According to McCafferty, people want to have their portfolios positioned to mitigate inflation in Europe and the United States, but it is more contained in Asia, so they are looking to have their portfolios positioned to mitigate inflation in Asia. People are searching for companies that can pass on future price increases and companies that have growing dividends as a strategy to produce income in shares.
The rising Omicron case numbers aren’t frightening investors as much as they might have been, given that death rates haven’t risen dramatically and the likelihood of global lockdowns remains remote.
On Tuesday, the Dow Jones Industrial Average (.DJI) gained 0.26 percent. During the session, the S&P 500 (.SPX) achieved a new intraday high, but then fell 0.10 percent to conclude the day. The Nasdaq Composite Index (.IXIC) fell 0.56 percent today.
In the United States, the return on benchmark 10-year Treasury bonds was 1.4773 percent, opposed to 1.481 percent on Tuesday. The two-year return hit 0.7461 percent after hitting 0.758 percent the previous session, a near two-year high.
The dollar rose modestly in early Asian trade on Wednesday as a recent stock market boom appeared to be fading, but holiday-thinned trading left markets with little direction.
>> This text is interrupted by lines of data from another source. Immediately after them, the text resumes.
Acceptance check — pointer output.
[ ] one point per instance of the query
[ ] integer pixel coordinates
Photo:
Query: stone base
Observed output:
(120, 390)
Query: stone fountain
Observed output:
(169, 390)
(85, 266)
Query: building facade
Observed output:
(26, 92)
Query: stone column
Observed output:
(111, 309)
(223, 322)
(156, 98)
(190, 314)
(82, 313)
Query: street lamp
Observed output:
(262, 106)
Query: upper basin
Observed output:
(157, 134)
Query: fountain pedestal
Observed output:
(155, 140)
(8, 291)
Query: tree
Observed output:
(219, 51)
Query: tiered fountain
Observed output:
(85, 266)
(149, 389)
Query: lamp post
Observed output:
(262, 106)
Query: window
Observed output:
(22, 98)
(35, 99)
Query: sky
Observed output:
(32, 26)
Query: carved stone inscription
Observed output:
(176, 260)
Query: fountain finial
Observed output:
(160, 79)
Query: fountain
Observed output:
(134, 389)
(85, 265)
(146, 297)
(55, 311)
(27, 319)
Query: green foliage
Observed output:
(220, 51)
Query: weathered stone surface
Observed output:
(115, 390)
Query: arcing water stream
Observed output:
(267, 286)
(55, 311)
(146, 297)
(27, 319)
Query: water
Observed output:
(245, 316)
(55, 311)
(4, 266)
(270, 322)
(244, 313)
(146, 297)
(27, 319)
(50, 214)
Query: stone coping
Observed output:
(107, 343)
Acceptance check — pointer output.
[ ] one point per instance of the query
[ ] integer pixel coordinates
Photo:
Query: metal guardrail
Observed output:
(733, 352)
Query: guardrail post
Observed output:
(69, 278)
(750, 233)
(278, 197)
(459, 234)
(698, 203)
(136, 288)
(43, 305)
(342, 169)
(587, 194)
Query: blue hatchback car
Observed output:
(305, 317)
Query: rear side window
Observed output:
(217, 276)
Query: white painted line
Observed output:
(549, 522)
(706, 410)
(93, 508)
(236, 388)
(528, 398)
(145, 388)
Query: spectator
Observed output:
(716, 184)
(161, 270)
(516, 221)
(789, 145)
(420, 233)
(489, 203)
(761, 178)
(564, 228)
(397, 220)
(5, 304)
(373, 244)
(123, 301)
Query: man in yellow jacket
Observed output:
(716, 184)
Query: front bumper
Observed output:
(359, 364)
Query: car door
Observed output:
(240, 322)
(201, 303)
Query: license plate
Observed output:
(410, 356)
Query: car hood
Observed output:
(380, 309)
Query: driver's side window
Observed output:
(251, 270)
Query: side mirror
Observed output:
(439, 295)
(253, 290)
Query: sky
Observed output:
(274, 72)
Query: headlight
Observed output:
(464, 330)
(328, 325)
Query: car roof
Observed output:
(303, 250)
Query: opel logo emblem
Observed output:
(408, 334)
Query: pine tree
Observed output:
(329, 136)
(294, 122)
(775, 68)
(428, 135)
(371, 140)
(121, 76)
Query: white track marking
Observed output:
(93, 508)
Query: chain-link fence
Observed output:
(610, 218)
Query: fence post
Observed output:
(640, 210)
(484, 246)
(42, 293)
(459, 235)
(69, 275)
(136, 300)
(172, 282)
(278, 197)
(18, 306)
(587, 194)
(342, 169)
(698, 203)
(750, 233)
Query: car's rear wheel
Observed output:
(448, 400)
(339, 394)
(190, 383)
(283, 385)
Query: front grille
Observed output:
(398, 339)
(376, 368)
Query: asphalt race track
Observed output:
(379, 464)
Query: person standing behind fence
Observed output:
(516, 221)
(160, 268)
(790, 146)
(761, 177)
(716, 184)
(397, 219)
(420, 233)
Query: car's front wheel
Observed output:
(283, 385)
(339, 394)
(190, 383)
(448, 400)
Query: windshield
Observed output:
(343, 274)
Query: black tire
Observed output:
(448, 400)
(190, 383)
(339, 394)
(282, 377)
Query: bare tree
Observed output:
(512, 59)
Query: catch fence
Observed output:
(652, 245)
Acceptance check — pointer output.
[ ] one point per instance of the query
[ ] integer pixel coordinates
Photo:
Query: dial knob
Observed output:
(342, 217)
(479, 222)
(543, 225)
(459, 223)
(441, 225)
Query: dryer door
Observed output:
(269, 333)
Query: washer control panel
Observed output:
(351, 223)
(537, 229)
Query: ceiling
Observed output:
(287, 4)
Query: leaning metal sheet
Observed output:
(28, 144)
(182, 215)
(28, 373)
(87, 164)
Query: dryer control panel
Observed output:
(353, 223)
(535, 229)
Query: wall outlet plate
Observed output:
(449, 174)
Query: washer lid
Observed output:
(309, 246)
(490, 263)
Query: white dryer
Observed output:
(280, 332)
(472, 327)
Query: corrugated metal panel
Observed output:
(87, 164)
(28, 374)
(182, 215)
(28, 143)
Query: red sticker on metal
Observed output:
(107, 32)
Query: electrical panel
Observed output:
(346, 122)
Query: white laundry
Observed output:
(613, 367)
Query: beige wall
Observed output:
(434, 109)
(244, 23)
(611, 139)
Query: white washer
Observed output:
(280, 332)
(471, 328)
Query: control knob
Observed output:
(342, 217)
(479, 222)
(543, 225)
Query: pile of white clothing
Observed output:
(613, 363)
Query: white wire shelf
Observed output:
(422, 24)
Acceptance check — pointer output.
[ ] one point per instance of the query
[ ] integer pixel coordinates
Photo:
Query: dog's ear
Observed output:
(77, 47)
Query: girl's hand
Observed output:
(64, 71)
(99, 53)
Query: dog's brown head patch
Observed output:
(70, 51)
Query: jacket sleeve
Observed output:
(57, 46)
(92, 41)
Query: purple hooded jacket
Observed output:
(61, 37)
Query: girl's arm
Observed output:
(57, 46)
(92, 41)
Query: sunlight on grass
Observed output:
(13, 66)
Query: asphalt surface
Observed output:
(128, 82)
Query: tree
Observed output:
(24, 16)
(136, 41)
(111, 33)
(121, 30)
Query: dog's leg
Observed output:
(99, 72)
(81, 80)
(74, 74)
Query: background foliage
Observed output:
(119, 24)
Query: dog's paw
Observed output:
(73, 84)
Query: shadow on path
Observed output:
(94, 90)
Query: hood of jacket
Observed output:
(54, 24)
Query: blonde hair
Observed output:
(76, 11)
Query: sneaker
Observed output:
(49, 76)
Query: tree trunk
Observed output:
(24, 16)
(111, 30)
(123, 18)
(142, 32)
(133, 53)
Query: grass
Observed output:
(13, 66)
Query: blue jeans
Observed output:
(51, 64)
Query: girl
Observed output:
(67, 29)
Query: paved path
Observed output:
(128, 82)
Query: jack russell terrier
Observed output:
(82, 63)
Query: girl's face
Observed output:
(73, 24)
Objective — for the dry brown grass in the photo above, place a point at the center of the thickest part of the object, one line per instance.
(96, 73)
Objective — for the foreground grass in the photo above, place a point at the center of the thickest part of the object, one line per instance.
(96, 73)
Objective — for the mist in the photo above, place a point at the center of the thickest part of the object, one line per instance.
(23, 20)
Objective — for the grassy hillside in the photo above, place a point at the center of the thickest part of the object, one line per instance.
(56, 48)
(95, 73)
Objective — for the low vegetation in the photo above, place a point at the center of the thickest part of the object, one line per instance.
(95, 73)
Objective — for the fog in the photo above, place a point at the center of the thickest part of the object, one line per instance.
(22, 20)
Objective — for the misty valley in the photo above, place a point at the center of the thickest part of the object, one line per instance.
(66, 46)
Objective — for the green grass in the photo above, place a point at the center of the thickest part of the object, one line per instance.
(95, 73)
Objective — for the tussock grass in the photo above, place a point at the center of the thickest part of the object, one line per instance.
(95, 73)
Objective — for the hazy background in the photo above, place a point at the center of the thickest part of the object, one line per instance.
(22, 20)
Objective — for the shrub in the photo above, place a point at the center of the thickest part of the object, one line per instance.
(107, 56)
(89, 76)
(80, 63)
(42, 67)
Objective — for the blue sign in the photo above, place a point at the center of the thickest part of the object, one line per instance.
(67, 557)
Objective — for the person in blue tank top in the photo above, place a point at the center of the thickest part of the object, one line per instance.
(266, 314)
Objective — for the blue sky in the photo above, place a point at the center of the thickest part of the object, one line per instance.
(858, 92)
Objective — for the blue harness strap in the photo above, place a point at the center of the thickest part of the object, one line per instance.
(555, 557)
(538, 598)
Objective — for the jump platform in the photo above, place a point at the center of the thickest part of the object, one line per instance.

The euro slid 0.14 percent tuesday to $1.1307, whereas the pound dropped from a five-week peak, boosting the dollar index to 96.164 from 95.957 on Friday.
The Federal Reserve is largely expected to raise rates ahead of several other major central banks, including the European Central Bank, and this has supported the dollar index have its finest year since 2015.
Crude oil in the United States rose 0.25 percent to $76.17 per barrel. The price of Brent crude has risen to $79 per barrel.